Ask HN: solving mobile app discoverability - a major opportunity? - hoodoof

Mobile app discoverability is a major problem - application developers find it hard to become visible to end consumers. This leads to problems where a small number of more visible publishers get the lions share of the revenue http://www.forbes.com/sites/chuckjones/2012/12/06/top-25-developers-receive-half-of-app-store-revenue/<p>Is there a major opportunity in solving this problem?<p>Put another way, are we at AltaVista level of search engine for apps, but no one has yet come up with the Google of mobile app discoverability?
======
mchannon
Have read that every community, be it foodies, or science fiction fans, or
horror film buffs, has two components- the casual, who tend to have a very low
depth of awareness about the content of the field and make up the majority of
the people involved in it, and the hardcore- who've seen everything, can tell
you all about it, and make a tiny minority of the community.

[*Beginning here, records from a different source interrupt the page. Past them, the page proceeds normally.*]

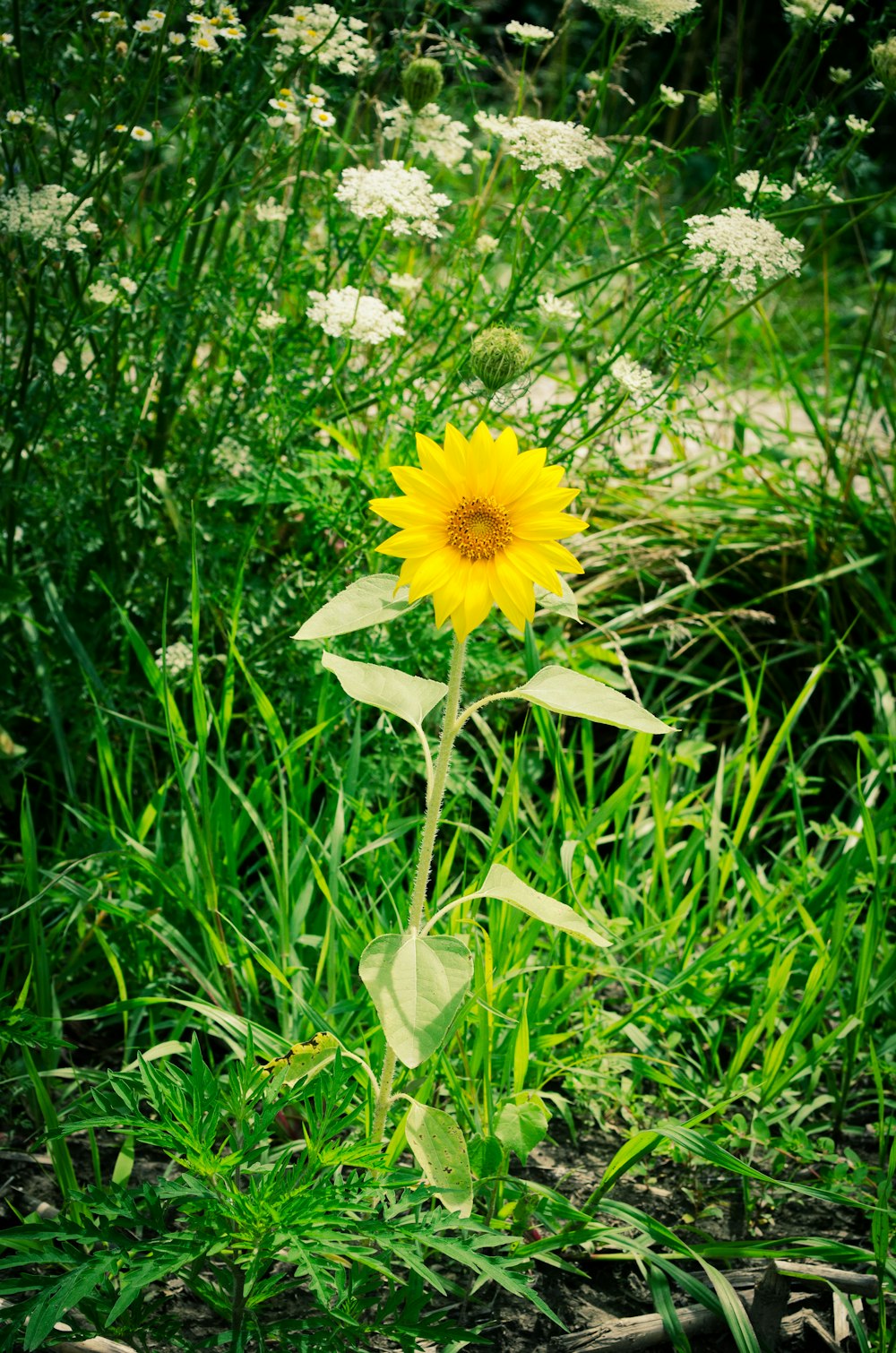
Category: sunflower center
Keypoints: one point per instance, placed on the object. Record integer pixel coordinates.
(478, 528)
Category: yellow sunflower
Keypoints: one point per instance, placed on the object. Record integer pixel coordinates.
(481, 524)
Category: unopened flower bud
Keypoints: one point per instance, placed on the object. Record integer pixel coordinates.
(884, 63)
(421, 82)
(498, 355)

It's these hardcore users that form the gatekeepers to the mainstream- not
only will they be the first to try products, but they will also be far more
harsh and negative to mediocre products than a typical user would be. (It's
kinda comforting that the people who know everything about something I get
excited about aren't keeping the best stuff to themselves and leaving me with
the dregs, but rather the reverse). What these gatekeepers look for isn't
usually all that different from what casual users look for- quality is
quality.

The winner-take-all distribution can be really daunting, but when you consider
how long each of these apps on top have been in existence at all (maybe a few
years for most), then you realize that it's not so much luck that makes these
top apps so much more successful than average, but that their content is just
that much better from a market perspective.

The lesson here is, make a good enough product (something the market REALLY
wants even if no one realizes it yet), and the market will promote you
naturally. Some sort of "ASEO", if it's even possible, won't make a fart app
into #3 on the app store.

------
ig1
I think the fundamental question you have to ask isn't whether app developers
find it hard to be visible to consumer, but rather are consumers finding it
hard to discover apps that they want ?

What apps do you love using now that were hard to discover ? - if there aren't
any then maybe the market for app discovery doesn't exist.

------
bernatfp
It depends on the platform. For instance, Apple policies don't make this
business attractive because it brings lots of limitations. But with Android I
don't see why you couldn't improve this space. I know some companies that are
doing research in this field, trying to tie geolocation and ML with app
reviews and recommendations.

Another idea that comes to my mind (haven't seen this yet) is to set up some
sort of monthly payment subscription that would get bundles of apps at a much
lower price. If I was a mobile developer with an app with few downloads but
potentially good, I would sell my app at a wholesale quantity for much a lower
price in order to gain exposure.

------
kevinyun
There's definitely a lot of room for improvement in this market. If you've
been keeping up with current mobile statistics (which you obviously have),
you'd consistently be seeing how the app markets are shifted way off to one
small corner. I'm positive that solid product design and build are huge
factors, but there are apps out there that don't get enough credit they
deserve. Unfortunately, I feel that this problem relates to the world in
general as well. Not everyone who is doing interesting and disruptive things
will get all of the attention that they deserve.